Example 47 can include the subject matter of Example 37 further including means for combining the first output signal having the first output format and the second output signal having the second output format.
Example 48 can include the subject matter of Example 37 wherein at least one of the first spatial output format and the second spatial output format includes an ambisonic format.
While the above detailed description has shown, described, and pointed out novel features as applied to various examples, it will be understood that various omissions, substitutions, and changes in the form and details of the devices or algorithms illustrated can be made without departing from the scope of the disclosure. As will be recognized, certain embodiments of the inventions described herein can be embodied within a form that does not provide all of the features and benefits set forth herein, as some features can be used or practiced separately fr©m others.
Moreover, although the subject matter has been described in language specific to structural features and methodological acts, it is to be understood that the subject matter defined in the appended claims is not necessarily limited to the specific features or acts described above.

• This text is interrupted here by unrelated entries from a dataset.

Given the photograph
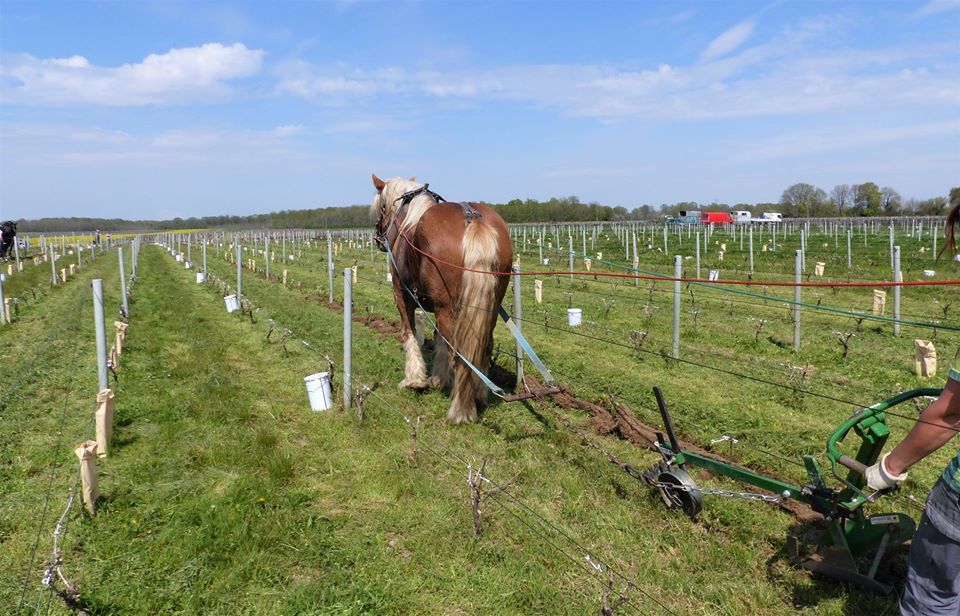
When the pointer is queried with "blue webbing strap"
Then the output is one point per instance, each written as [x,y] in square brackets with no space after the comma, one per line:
[483,377]
[512,326]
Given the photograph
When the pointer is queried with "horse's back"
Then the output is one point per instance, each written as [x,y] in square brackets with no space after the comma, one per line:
[442,228]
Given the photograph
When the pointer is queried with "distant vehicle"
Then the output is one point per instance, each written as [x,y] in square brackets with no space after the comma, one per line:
[767,217]
[716,218]
[685,217]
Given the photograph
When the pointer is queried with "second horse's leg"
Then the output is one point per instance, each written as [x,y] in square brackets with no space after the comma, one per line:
[415,369]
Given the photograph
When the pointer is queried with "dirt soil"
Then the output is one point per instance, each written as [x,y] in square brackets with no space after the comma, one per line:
[618,419]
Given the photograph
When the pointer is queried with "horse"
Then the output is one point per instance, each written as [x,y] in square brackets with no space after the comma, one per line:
[454,260]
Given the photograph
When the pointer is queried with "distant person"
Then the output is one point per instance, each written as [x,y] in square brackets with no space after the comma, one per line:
[8,231]
[933,574]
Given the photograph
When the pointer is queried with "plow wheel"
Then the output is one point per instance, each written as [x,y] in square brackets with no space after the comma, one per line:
[684,495]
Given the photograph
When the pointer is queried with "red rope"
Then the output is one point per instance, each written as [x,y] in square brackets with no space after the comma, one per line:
[664,278]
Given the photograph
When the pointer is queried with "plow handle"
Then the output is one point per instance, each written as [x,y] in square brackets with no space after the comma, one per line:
[667,421]
[854,465]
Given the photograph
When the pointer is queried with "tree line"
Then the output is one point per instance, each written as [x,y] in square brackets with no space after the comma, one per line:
[798,200]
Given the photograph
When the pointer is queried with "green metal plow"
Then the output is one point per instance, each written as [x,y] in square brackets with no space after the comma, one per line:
[854,543]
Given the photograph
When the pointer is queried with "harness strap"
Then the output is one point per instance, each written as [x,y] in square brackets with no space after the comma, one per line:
[538,364]
[469,212]
[497,391]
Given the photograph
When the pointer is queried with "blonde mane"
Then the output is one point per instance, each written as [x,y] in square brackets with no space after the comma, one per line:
[390,195]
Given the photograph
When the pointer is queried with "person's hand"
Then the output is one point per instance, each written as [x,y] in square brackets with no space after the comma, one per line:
[879,478]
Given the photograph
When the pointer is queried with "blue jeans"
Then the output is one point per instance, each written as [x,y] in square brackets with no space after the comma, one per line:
[933,577]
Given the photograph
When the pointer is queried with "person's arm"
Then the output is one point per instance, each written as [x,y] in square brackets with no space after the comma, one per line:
[939,423]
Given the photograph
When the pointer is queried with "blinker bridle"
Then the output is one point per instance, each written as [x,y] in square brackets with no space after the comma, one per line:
[380,235]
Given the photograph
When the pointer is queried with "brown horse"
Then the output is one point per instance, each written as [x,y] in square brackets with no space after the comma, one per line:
[435,245]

Rather, the specific features and acts described above are disclosed as example forms of implementing the claims.

Claims

1. An audio signal decoder comprising:

a processor and a non-transitory computer readable medium operably coupled thereto, the non-transitory computer readable medium comprising a plurality of instructions stored in association therewith that are accessible to, and executable by, the processor, where the plurality of instructions comprises:

instructions that, when executed, receive one or more input spatial audio signals having an input spatial format;

instructions that, when executed, determine a number and direction of arrival of directional audio sources represented in the one or more input spatial audio signals having an input spatial format;

instructions that when executed, determine one of an active input spatial audio signal component and a passive spatial audio signal input component, based upon the determined number and direction of arrival of the audio sources represented in the one or more input spatial audio signals;

instructions that when executed, determine the other of the active input spatial audio signal component and the passive input spatial audio signal component, based upon the determined one of the active input spatial audio signal component and the passive input spatial audio signal component;

instructions that when executed, decode the active input spatial audio signal component having the input spatial format, to a first output signal having a first output format;

instructions that when executed, decode the passive input spatial audio signal component having the input spatial format, to a second output signal having a second output format.

wherein the first output format matches the second output format.